2020-05-21

我们已经了解了回归，甚至编写了我们自己的简单线性回归算法。并且，我们也构建了判定系数算法来检查最佳拟合直线的准确度和可靠性。我们之前讨论和展示过，最佳拟合直线可能不是最好的拟合，也解释了为什么我们的示例方向上是正确的，即使并不准确。但是现在，我们使用两个顶级算法，它们由一些小型算法组成。随着我们继续构造这种算法层次，如果它们之中有个小错误，我们就会遇到麻烦，所以我们打算验证我们的假设。

在编程的世界中，系统化的程序测试通常叫做“单元测试”。这就是大型程序构建的方式，每个小型的子系统都不断检查。随着大型程序的升级和更新，可以轻易移除一些和之前系统冲突的工具。使用机器学习，这也是个问题，但是我们的主要关注点仅仅是测试我们的假设。最后，你应该足够聪明，可以为你的整个机器学习系统创建单元测试，但是目前为止，我们需要尽可能简单。

我们的假设是，我们创建了最贱he直线，之后使用判定系数法来测量。我们知道（数学上），R 平方的值越低，最佳拟合直线就越不好，并且越高（接近 1）就越好。我们的假设是，我们构建了一个这样工作的系统，我们的系统有许多部分，即使是一个小的操作错误都会产生很大的麻烦。我们如何测试算法的行为，保证任何东西都预期工作呢？

这里的理念是创建一个样例数据集，由我们定义，如果我们有一个正相关的数据集，相关性非常强，如果相关性很弱的话，点也不是很紧密。我们用眼睛很容易评测这个直线，但是机器应该做得更好。让我们构建一个系统，生成示例数据，我们可以调整这些参数。

最开始，我们构建一个框架函数，模拟我们的最终目标：

def create_dataset(hm,variance,step=2,correlation=False):

    return np.array(xs, dtype=np.float64),np.array(ys,dtype=np.float64)

我们查看函数的开头，它接受下列参数：

hm（how much）：这是生成多少个数据点。例如我们可以选择 10，或者一千万。
variance：决定每个数据点和之前的数据点相比，有多大变化。变化越大，就越不紧密。
step：每个点距离均值有多远，默认为 2。
correlation：可以为False、pos或者neg，决定不相关、正相关和负相关。

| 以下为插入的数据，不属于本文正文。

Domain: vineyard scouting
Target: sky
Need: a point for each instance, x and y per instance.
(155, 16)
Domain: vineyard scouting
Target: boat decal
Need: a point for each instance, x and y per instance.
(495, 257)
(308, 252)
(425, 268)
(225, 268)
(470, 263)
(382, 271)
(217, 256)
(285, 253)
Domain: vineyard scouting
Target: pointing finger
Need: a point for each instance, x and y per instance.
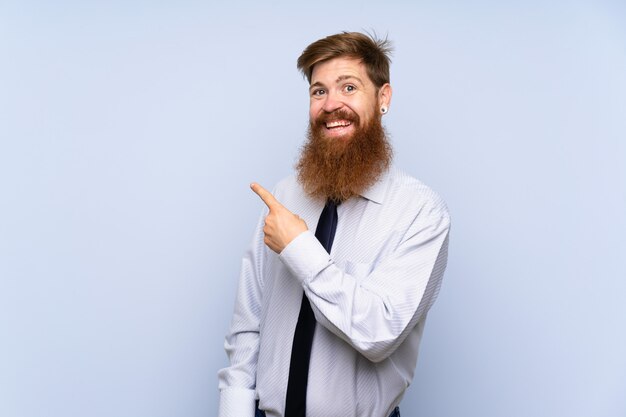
(265, 195)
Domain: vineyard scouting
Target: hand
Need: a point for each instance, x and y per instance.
(281, 225)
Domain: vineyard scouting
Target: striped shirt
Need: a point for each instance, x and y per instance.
(370, 297)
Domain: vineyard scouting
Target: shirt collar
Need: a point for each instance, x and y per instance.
(376, 192)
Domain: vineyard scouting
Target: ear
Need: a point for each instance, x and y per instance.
(384, 96)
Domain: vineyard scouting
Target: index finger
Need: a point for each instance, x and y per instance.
(265, 195)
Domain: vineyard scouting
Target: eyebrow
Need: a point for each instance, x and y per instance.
(338, 80)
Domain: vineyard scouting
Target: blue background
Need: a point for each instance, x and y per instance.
(129, 132)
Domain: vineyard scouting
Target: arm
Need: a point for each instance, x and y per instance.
(237, 382)
(375, 314)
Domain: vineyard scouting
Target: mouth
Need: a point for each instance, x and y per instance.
(338, 127)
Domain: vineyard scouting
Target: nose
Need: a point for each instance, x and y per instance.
(331, 102)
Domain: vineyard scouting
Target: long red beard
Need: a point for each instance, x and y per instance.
(340, 168)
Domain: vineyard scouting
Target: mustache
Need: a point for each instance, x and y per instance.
(339, 114)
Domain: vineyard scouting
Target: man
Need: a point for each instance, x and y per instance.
(328, 323)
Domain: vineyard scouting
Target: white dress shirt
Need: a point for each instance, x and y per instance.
(370, 297)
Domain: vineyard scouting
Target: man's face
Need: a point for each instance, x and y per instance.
(343, 98)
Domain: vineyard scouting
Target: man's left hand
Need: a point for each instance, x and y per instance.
(281, 225)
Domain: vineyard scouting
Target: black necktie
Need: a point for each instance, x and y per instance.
(303, 338)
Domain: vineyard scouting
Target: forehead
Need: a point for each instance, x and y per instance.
(330, 71)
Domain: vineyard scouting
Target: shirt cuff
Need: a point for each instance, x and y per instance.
(237, 402)
(305, 256)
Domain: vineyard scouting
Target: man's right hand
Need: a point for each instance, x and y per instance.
(281, 225)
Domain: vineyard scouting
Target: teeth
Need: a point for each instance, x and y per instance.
(337, 123)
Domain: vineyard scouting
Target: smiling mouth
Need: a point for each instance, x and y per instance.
(335, 124)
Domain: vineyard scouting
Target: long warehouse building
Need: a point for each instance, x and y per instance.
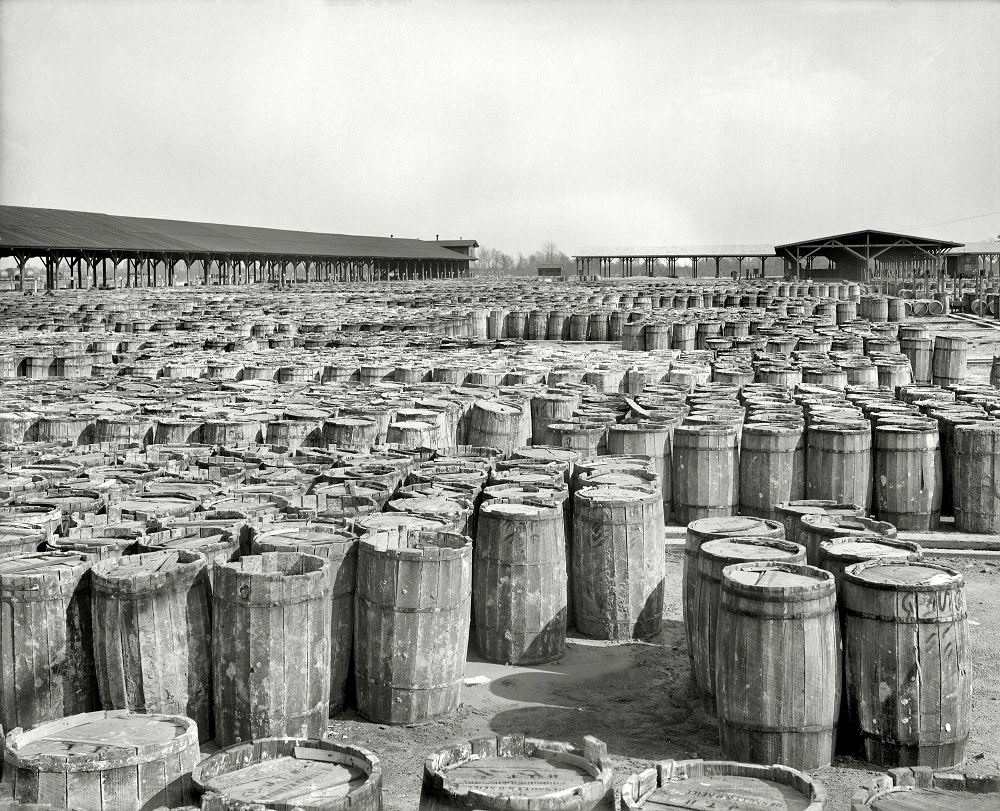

要注意，我们也导入了random，这会帮助我们生成（伪）随机数据集。

现在我们要开始填充函数了。

def create_dataset(hm,variance,step=2,correlation=False):
    val = 1
    ys = []
    for i in range(hm):
        y = val + random.randrange(-variance,variance)
        ys.append(y)

非常简单，我们仅仅使用hm变量，迭代我们所选的范围，将当前值加上一个负差值到证差值的随机范围。这会产生数据，但是如果我们想要的话，它没有相关性。让我们这样：

def create_dataset(hm,variance,step=2,correlation=False):
    val = 1
    ys = []
    for i in range(hm):
        y = val + random.randrange(-variance,variance)
        ys.append(y)
        if correlation and correlation == 'pos':
            val+=step
        elif correlation and correlation == 'neg':
            val-=step

非常棒了，现在我们定义好了 y 值。下面，让我们创建 x，它更简单，只是返回所有东西。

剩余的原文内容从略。